Inappropriate empirical antibiotic use increases 90-day and ICU mortality in Klebsiella pneumoniae bacteraemia

30 Aug 2021 byDr Margaret Shi
Inappropriate empirical antibiotic use increases 90-day and ICU mortality in Klebsiella pneumoniae bacteraemia

A Hong Kong study of patients with Klebsiella pneumoniae bacteraemia has shown significantly increased 90-day and intensive care unit (ICU) mortality rates in patients who have received inappropriate empirical antibiotic treatment.

“Greater efforts are required to facilitate early and appropriate use of empirical antibiotics, including the use of current antibiogram, implementation of multidisciplinary sepsis management guidelines and establishment of relevant protocols among pharmacists, microbiologists, clinicians and nurses,” said the authors. [Hong Kong Med J 2021;27:247-257]

The retrospective cohort study included 984 patients (median age, 75 years; male, 59.0 percent) with K. pneumoniae bacteraemia who were prescribed appropriate (69.7 percent) or inappropriate (30.3 percent) empirical antibiotic treatment at Pamela Youde Nethersole Eastern Hospital between 1 January 2009 and 30 June 2017. The most common types of K. pneumoniae infection in the cohort were hepatobiliary tract infection (33.1 percent), urosepsis (24.4 percent) and respiratory tract infection (18.4 percent).

K pneumoniae infection led to an overall 90-day mortality rate of 32.7 percent, hospital mortality rate of 22.5 percent, and a median hospital stay of 10.68 days.

Extended-spectrum beta-lactamase (ESBL)–producing strains were detected in 11.5 percent of the patients.
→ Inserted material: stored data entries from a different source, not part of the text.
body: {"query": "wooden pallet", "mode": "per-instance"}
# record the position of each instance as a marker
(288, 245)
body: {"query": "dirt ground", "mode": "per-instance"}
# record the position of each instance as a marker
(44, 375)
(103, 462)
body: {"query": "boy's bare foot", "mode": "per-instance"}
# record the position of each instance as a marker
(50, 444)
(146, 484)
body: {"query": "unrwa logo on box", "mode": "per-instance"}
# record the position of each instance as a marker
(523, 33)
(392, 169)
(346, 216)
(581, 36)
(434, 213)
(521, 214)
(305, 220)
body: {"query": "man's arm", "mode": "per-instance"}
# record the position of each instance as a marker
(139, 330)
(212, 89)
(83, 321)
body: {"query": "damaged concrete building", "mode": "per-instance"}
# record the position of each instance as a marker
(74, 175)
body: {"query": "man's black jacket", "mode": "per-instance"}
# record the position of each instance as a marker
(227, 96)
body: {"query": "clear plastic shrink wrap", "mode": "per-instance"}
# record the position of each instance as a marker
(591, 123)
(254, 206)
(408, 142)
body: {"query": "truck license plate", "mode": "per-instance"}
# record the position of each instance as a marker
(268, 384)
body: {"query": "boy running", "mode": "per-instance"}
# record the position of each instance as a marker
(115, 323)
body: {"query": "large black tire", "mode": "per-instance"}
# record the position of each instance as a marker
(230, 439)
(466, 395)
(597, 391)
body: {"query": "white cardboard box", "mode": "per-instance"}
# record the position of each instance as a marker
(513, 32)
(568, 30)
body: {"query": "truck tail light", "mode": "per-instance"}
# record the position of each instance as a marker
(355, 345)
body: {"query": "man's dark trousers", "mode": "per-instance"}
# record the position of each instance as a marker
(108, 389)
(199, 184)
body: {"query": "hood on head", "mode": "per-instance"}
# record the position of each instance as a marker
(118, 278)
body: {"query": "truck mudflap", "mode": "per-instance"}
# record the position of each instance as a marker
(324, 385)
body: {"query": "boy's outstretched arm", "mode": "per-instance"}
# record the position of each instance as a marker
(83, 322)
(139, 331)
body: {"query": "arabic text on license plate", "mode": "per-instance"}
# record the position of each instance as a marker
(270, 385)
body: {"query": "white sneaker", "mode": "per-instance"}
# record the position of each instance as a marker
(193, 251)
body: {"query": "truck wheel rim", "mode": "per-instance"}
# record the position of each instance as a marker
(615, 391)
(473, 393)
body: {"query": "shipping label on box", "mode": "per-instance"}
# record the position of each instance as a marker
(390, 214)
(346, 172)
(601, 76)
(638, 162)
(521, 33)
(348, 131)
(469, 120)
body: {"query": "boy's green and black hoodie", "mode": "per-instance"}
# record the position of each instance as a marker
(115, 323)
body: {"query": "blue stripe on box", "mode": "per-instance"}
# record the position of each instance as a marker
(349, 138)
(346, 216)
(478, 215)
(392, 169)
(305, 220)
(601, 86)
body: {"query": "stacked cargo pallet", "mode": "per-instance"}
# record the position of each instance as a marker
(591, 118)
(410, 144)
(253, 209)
The risks of developing ESBL- (18.3 percent vs 10.5 percent; p=0.011) and carbapenem-resistant (CR) (0.056 percent vs 0.015 percent; p=0.003) infections were significantly higher in patients with vs without chronic renal failure.
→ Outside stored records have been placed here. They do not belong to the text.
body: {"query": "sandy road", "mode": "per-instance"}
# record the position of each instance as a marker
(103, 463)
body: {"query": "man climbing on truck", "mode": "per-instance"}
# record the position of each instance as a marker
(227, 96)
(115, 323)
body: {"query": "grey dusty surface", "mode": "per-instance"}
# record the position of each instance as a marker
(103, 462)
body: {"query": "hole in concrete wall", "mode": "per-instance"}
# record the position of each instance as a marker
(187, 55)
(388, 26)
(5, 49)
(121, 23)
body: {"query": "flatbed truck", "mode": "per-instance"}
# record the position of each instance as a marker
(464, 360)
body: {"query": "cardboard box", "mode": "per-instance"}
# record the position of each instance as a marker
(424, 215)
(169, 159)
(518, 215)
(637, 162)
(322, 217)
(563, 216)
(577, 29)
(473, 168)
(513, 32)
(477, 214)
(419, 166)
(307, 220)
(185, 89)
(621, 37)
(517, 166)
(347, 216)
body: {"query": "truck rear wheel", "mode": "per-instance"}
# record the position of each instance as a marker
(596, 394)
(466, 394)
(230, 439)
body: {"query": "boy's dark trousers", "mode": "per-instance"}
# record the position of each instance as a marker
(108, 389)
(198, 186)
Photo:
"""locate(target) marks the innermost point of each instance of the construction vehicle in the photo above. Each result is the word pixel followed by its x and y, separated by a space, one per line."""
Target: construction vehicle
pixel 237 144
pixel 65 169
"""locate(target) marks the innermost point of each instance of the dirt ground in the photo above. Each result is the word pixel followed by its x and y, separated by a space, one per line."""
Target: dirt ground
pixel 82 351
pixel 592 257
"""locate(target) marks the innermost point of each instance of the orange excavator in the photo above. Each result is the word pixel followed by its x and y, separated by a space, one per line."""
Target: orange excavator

Compared with patients treated with appropriate empirical antibiotics, those treated with inappropriate empirical antibiotics had significantly higher 90-day mortality rate (46.6 percent vs 26.7 percent; p<0.001) and hospital mortality rate (35.2 percent vs 16.9 percent; p<0.001).

Independent predictors of inappropriate empirical antibiotic use were ESBL or CR resistance (odds ratio [OR], 12.51; p<0.001), history of chronic kidney disease (OR, 1.81; p=0.007), mechanical ventilation (OR, 1.79; p=0.005), age >65 years (OR, 1.60; p=0.010), and respiratory tract infection (OR, 1.50; p=0.034).
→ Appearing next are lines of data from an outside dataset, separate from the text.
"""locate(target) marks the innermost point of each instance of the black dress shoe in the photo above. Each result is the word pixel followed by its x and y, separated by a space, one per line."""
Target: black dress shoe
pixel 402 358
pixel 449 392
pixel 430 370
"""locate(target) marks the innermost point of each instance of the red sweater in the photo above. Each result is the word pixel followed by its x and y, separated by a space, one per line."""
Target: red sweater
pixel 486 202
Apart from those with respiratory tract infection (hazard ratio [HR], 2.94; p<0.01), those who received inappropriate or no empirical antibiotics (HR, 2.45; p<0.01) and those with ESBL-producing or CR isolates (HR, 1.64; p=0.004), patients with gastrointestinal infection (HR, 2.77; p<0.001), aged >65 years (HR, 1.79; p<0.001), with history of solid tumour (HR, 1.77; p<0.01), admitted through Department of Medicine (HR, 1.39; p<0.012), and those with a raised total Sequential Organ Failure Assessment (SOFA) score (HR, 1.09; p<0.001) were found to have significantly increased 90-day mortality rate.

Of 205 patients (20.8 percent of the cohort) who required ICU admission, 27.8 percent received inappropriate empirical antibiotics. 

In patients admitted to ICU, inappropriate vs appropriate empirical antibiotic treatment was associated with significantly higher rates of 90-day mortality (59.6 percent vs 25.0 percent; p<0.001), ICU mortality (35.1 percent vs 12.2 percent; p<0.001) and hospital mortality (56.1 percent vs 23.0 percent; p<0.001), as well as longer ventilator use (2 days vs 1 day; p=0.026).

Inappropriate use or no use of empirical antibiotics was the strongest independent predictor of 90-day mortality in patients admitted to ICU (HR, 3.00; p<0.001), followed by history of congestive heart failure (HR, 2.28; p<0.001), specific admitting department (HR, 1.94; p=0.016), and raised total SOFA score (HR, 1.17; p<0.001).

Of note, the risk of 90-day mortality was significantly reduced in patients with vs without history of diabetes mellitus in both the overall cohort (HR, 0.65; p=0.001) and among those admitted to the ICU (HR, 0.39; p=0.001).